The Horizon Out of Time

“She remembered a time when she was fearless.”

Wendy Weil: Escaping an abusive marriage has meant cutting ties with everything she knew … except for the brother who provides her a safe place to land, and remember who she used to be.

The Krammer Building: 42 stories of premium Manhattan real estate, exclusive, luxurious … and surprisingly empty.

“I dreamed my soul was a fixed point in two worlds.”

When Wendy discovers a stranger’s therapeutic dream journal, she doesn’t only become obsessed with locating its author. She also finds herself pulled with escalating gravity toward a dimension of alternate evolution, on a collision course with the facade concealing realities that are infinitely deeper, infinitely stranger.

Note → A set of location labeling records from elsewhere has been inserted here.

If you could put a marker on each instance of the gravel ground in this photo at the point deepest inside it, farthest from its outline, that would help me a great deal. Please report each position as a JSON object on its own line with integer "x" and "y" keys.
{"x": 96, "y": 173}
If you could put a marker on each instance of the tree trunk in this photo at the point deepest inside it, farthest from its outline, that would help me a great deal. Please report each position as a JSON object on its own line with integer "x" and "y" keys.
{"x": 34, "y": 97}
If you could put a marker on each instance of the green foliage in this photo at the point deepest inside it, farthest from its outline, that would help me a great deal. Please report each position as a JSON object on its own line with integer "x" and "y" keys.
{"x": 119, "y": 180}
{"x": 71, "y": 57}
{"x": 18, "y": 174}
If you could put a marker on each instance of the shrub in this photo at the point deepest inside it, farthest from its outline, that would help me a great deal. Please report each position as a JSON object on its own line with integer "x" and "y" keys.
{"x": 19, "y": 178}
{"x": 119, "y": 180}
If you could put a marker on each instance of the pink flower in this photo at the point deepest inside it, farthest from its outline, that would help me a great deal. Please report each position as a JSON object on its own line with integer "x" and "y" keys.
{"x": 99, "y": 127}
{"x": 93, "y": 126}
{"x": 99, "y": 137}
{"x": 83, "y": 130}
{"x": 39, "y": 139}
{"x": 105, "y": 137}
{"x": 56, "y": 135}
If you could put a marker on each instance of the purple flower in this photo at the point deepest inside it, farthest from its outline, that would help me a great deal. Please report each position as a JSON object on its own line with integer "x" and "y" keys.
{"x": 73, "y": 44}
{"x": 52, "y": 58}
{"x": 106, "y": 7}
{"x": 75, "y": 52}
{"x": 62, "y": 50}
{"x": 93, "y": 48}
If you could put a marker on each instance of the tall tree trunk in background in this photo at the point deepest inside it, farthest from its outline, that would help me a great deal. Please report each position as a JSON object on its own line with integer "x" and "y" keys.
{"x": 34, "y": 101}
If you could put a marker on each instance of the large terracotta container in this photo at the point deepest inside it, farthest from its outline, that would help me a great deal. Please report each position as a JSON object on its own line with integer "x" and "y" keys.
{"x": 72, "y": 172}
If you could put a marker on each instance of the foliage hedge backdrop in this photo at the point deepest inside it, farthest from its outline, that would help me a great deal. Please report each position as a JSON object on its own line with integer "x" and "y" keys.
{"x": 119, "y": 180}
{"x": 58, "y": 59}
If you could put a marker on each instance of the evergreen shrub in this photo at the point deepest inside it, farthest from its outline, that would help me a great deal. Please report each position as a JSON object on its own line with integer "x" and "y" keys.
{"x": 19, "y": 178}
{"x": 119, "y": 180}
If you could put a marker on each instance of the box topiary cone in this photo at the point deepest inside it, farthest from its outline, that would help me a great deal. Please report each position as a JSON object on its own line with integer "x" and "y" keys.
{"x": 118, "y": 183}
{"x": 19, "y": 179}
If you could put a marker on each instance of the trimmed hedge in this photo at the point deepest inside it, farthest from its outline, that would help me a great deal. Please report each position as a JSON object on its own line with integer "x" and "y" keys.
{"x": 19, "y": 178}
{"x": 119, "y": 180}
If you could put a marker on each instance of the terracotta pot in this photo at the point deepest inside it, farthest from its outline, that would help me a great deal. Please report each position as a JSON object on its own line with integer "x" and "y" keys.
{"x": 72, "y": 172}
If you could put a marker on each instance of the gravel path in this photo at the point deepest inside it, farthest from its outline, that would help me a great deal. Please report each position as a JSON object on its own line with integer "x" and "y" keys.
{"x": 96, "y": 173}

“My soul is a quantum point that has begun to oscillate between worlds … and the oscillations are getting wider.”

And that’s before the city-crippling blizzard.

When the worst storms hit, sometimes the surest way of saving yourself is to save someone else. And when worlds collide, being fearless doesn’t matter nearly as much as turning fierce.

REVIEWS

“The longest and best of the three novellas here … Set in a NYC apartment building where the dream diary of a disappeared woman leads to a surreal and fantastic climax.” — Rue Morgue

AUTHOR’S NOTE

Yeah, I know — the title and the images don’t match. What we have here is a long piece previously published as “In the Negative Spaces,” in an anthology of novellas called Dark City. At some point I began to dislike the title I’d given my half of the book. It was already on my mind to exercise a return of rights, so I could work up a retitled new edition, when its small press publisher, Necro Publications, ceased operations after, tragically, founder Dave Barnett was killed by a drunk driver.